Background Skin melanoma is a highly immunogenic cancer. The intratumoral immune cytolytic activity (CYT) reflects the ability of cytotoxic T cells and NK cells to eliminate cancer cells, and is associated with improved patient survival. Despite the enthusiastic clinical results seen in advanced-stage metastatic melanoma patients treated with immune checkpoint inhibitors (ICI), a subgroup of them will later relapse and develop acquired resistance. We questioned whether CYT associates with different genomic profiles in skin melanoma.

Methods We explored the TCGA-SKCM dataset and stratified patients to distinct subgroups of cytolytic activity. We calculated the tumor immune contexture, somatic mutations, recurrent copy number aberrations, chromothripsis, cancer neoepitopes, immunophenoscore, mutational signatures, kataegis and strand asymmetry in each cytolytic subgroup.

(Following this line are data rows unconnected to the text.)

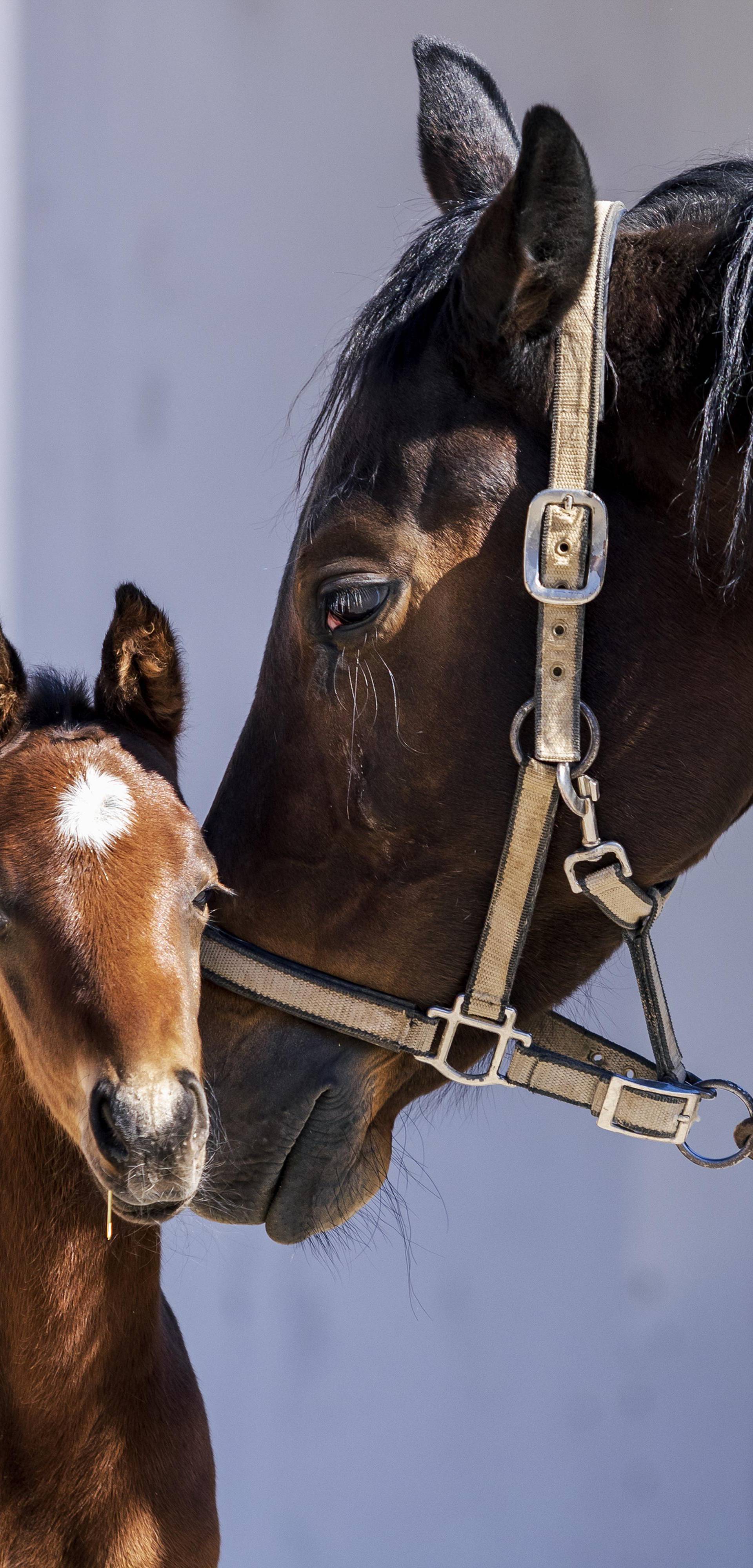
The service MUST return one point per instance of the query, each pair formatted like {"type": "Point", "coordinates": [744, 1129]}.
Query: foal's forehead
{"type": "Point", "coordinates": [87, 794]}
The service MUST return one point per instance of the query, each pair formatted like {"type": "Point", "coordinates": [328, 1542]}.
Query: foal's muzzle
{"type": "Point", "coordinates": [150, 1141]}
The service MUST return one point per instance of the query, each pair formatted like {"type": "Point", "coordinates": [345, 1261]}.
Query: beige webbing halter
{"type": "Point", "coordinates": [564, 568]}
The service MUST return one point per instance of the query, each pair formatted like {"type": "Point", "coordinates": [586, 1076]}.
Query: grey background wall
{"type": "Point", "coordinates": [195, 197]}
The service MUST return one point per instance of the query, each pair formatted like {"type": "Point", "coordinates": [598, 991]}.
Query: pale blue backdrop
{"type": "Point", "coordinates": [195, 195]}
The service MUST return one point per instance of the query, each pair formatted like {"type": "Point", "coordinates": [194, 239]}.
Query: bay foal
{"type": "Point", "coordinates": [104, 1448]}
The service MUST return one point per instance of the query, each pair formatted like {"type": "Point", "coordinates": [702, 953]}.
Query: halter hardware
{"type": "Point", "coordinates": [503, 1054]}
{"type": "Point", "coordinates": [564, 565]}
{"type": "Point", "coordinates": [569, 499]}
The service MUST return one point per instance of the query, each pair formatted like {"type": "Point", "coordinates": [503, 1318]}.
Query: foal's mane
{"type": "Point", "coordinates": [56, 700]}
{"type": "Point", "coordinates": [393, 328]}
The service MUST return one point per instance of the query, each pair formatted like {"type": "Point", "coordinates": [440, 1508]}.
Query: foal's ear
{"type": "Point", "coordinates": [140, 684]}
{"type": "Point", "coordinates": [529, 253]}
{"type": "Point", "coordinates": [468, 139]}
{"type": "Point", "coordinates": [13, 689]}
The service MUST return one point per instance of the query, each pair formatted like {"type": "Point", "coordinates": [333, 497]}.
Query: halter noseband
{"type": "Point", "coordinates": [564, 570]}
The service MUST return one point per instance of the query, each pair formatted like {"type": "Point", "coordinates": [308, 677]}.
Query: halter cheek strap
{"type": "Point", "coordinates": [566, 554]}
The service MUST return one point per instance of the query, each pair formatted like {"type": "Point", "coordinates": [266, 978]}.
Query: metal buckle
{"type": "Point", "coordinates": [533, 548]}
{"type": "Point", "coordinates": [503, 1056]}
{"type": "Point", "coordinates": [594, 855]}
{"type": "Point", "coordinates": [691, 1095]}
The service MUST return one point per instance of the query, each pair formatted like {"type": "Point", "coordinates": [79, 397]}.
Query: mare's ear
{"type": "Point", "coordinates": [529, 253]}
{"type": "Point", "coordinates": [140, 684]}
{"type": "Point", "coordinates": [468, 139]}
{"type": "Point", "coordinates": [13, 689]}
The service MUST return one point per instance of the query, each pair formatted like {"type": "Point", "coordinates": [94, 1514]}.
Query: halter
{"type": "Point", "coordinates": [566, 556]}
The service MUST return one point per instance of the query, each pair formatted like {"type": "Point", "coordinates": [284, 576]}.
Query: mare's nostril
{"type": "Point", "coordinates": [104, 1125]}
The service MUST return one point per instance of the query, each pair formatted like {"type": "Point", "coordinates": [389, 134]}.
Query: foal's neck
{"type": "Point", "coordinates": [79, 1316]}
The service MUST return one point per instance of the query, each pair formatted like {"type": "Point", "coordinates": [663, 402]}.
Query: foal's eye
{"type": "Point", "coordinates": [352, 604]}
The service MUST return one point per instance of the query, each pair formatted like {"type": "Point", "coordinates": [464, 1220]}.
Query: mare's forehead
{"type": "Point", "coordinates": [427, 473]}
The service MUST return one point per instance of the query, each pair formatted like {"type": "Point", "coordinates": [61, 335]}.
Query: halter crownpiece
{"type": "Point", "coordinates": [566, 556]}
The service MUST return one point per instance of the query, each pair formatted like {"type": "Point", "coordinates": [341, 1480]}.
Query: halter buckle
{"type": "Point", "coordinates": [503, 1054]}
{"type": "Point", "coordinates": [609, 1116]}
{"type": "Point", "coordinates": [533, 548]}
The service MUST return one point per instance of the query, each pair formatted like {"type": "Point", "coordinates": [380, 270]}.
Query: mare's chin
{"type": "Point", "coordinates": [304, 1207]}
{"type": "Point", "coordinates": [319, 1149]}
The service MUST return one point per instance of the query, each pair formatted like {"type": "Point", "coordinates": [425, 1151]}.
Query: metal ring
{"type": "Point", "coordinates": [748, 1147]}
{"type": "Point", "coordinates": [515, 728]}
{"type": "Point", "coordinates": [577, 768]}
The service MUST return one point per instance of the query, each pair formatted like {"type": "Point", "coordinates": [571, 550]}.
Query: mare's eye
{"type": "Point", "coordinates": [352, 604]}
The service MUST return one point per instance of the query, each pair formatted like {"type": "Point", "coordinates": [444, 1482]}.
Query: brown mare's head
{"type": "Point", "coordinates": [363, 813]}
{"type": "Point", "coordinates": [104, 879]}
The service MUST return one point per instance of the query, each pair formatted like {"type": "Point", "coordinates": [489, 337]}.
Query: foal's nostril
{"type": "Point", "coordinates": [159, 1125]}
{"type": "Point", "coordinates": [104, 1117]}
{"type": "Point", "coordinates": [195, 1106]}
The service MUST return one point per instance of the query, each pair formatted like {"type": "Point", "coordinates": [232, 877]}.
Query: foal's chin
{"type": "Point", "coordinates": [161, 1199]}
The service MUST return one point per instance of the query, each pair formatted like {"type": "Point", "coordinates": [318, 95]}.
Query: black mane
{"type": "Point", "coordinates": [395, 325]}
{"type": "Point", "coordinates": [57, 700]}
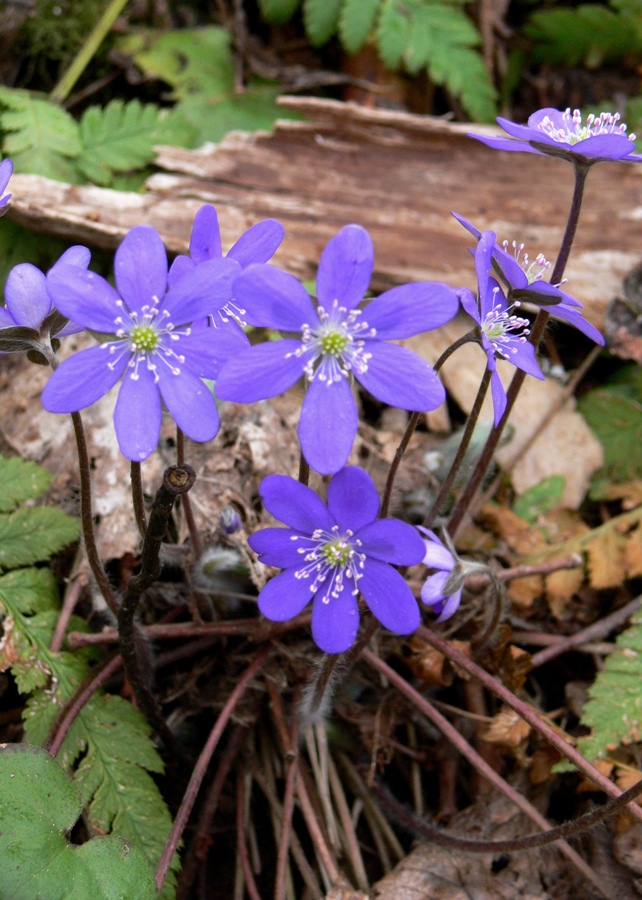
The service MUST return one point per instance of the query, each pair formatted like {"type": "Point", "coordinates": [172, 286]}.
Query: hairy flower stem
{"type": "Point", "coordinates": [527, 713]}
{"type": "Point", "coordinates": [461, 450]}
{"type": "Point", "coordinates": [195, 537]}
{"type": "Point", "coordinates": [86, 517]}
{"type": "Point", "coordinates": [137, 498]}
{"type": "Point", "coordinates": [581, 171]}
{"type": "Point", "coordinates": [202, 764]}
{"type": "Point", "coordinates": [412, 424]}
{"type": "Point", "coordinates": [176, 481]}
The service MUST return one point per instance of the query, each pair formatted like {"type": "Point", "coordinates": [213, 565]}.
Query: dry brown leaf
{"type": "Point", "coordinates": [607, 560]}
{"type": "Point", "coordinates": [507, 729]}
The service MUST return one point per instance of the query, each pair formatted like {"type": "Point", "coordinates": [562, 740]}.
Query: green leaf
{"type": "Point", "coordinates": [38, 806]}
{"type": "Point", "coordinates": [278, 11]}
{"type": "Point", "coordinates": [356, 21]}
{"type": "Point", "coordinates": [321, 18]}
{"type": "Point", "coordinates": [614, 708]}
{"type": "Point", "coordinates": [540, 499]}
{"type": "Point", "coordinates": [191, 60]}
{"type": "Point", "coordinates": [616, 421]}
{"type": "Point", "coordinates": [21, 480]}
{"type": "Point", "coordinates": [40, 137]}
{"type": "Point", "coordinates": [121, 138]}
{"type": "Point", "coordinates": [31, 535]}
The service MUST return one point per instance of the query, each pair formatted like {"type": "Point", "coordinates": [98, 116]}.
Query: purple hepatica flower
{"type": "Point", "coordinates": [257, 245]}
{"type": "Point", "coordinates": [502, 333]}
{"type": "Point", "coordinates": [148, 340]}
{"type": "Point", "coordinates": [332, 553]}
{"type": "Point", "coordinates": [29, 323]}
{"type": "Point", "coordinates": [337, 341]}
{"type": "Point", "coordinates": [442, 590]}
{"type": "Point", "coordinates": [6, 170]}
{"type": "Point", "coordinates": [523, 279]}
{"type": "Point", "coordinates": [553, 133]}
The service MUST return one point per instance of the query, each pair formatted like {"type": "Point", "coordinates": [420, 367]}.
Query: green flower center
{"type": "Point", "coordinates": [143, 337]}
{"type": "Point", "coordinates": [337, 553]}
{"type": "Point", "coordinates": [334, 342]}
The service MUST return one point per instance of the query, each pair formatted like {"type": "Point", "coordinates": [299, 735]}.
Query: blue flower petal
{"type": "Point", "coordinates": [353, 499]}
{"type": "Point", "coordinates": [400, 378]}
{"type": "Point", "coordinates": [389, 598]}
{"type": "Point", "coordinates": [140, 268]}
{"type": "Point", "coordinates": [82, 379]}
{"type": "Point", "coordinates": [345, 268]}
{"type": "Point", "coordinates": [411, 309]}
{"type": "Point", "coordinates": [392, 541]}
{"type": "Point", "coordinates": [295, 504]}
{"type": "Point", "coordinates": [259, 372]}
{"type": "Point", "coordinates": [335, 624]}
{"type": "Point", "coordinates": [205, 241]}
{"type": "Point", "coordinates": [137, 416]}
{"type": "Point", "coordinates": [190, 403]}
{"type": "Point", "coordinates": [328, 425]}
{"type": "Point", "coordinates": [258, 244]}
{"type": "Point", "coordinates": [285, 596]}
{"type": "Point", "coordinates": [273, 299]}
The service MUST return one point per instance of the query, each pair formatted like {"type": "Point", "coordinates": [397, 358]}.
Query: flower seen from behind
{"type": "Point", "coordinates": [524, 281]}
{"type": "Point", "coordinates": [331, 553]}
{"type": "Point", "coordinates": [6, 170]}
{"type": "Point", "coordinates": [336, 342]}
{"type": "Point", "coordinates": [551, 132]}
{"type": "Point", "coordinates": [147, 338]}
{"type": "Point", "coordinates": [503, 334]}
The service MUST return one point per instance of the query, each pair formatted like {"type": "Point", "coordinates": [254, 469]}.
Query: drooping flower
{"type": "Point", "coordinates": [257, 245]}
{"type": "Point", "coordinates": [442, 590]}
{"type": "Point", "coordinates": [524, 280]}
{"type": "Point", "coordinates": [337, 342]}
{"type": "Point", "coordinates": [146, 336]}
{"type": "Point", "coordinates": [332, 553]}
{"type": "Point", "coordinates": [502, 333]}
{"type": "Point", "coordinates": [551, 132]}
{"type": "Point", "coordinates": [29, 322]}
{"type": "Point", "coordinates": [6, 170]}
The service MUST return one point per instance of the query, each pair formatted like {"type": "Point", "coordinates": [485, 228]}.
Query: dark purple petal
{"type": "Point", "coordinates": [137, 416]}
{"type": "Point", "coordinates": [258, 244]}
{"type": "Point", "coordinates": [140, 268]}
{"type": "Point", "coordinates": [295, 504]}
{"type": "Point", "coordinates": [202, 291]}
{"type": "Point", "coordinates": [400, 378]}
{"type": "Point", "coordinates": [353, 499]}
{"type": "Point", "coordinates": [273, 299]}
{"type": "Point", "coordinates": [276, 547]}
{"type": "Point", "coordinates": [190, 403]}
{"type": "Point", "coordinates": [84, 297]}
{"type": "Point", "coordinates": [82, 379]}
{"type": "Point", "coordinates": [345, 268]}
{"type": "Point", "coordinates": [328, 425]}
{"type": "Point", "coordinates": [205, 242]}
{"type": "Point", "coordinates": [389, 598]}
{"type": "Point", "coordinates": [392, 541]}
{"type": "Point", "coordinates": [335, 624]}
{"type": "Point", "coordinates": [26, 296]}
{"type": "Point", "coordinates": [574, 318]}
{"type": "Point", "coordinates": [207, 349]}
{"type": "Point", "coordinates": [411, 309]}
{"type": "Point", "coordinates": [259, 372]}
{"type": "Point", "coordinates": [284, 597]}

Results CYT was higher in enriched in immune-related gene sets metastatic tumors. Distinct mutational and neoantigen loads, primarily composed of C>T transitions, along with specific types of copy number aberrations, characterized each cytolytic subgroup. More chromothripsis events were found across CYT-low tumors SBS7a/b, SBS5 and SBS1 were the most prevalent mutational signatures in both cytolytic subgroups, but SBS1 differed significantly between them. SBS7a/b were mutually exclusive with SBS5 and SBS1 in both CYT subgroups. Mutational strand asymmetries related to the processes of DNA transcription and replication differed between CYT-high and CYT-low tumors. CYT-high patients had markedly higher immunophenoscore and should consequently, display an expected clinical benefit compared to CYT-low patients who either received or not, ICI.

Conclusions Our data highlight the existence of distinct genomic features across cytolytic subgroups in skin melanoma patients, which could affect their relapse rate or resistance to ICI.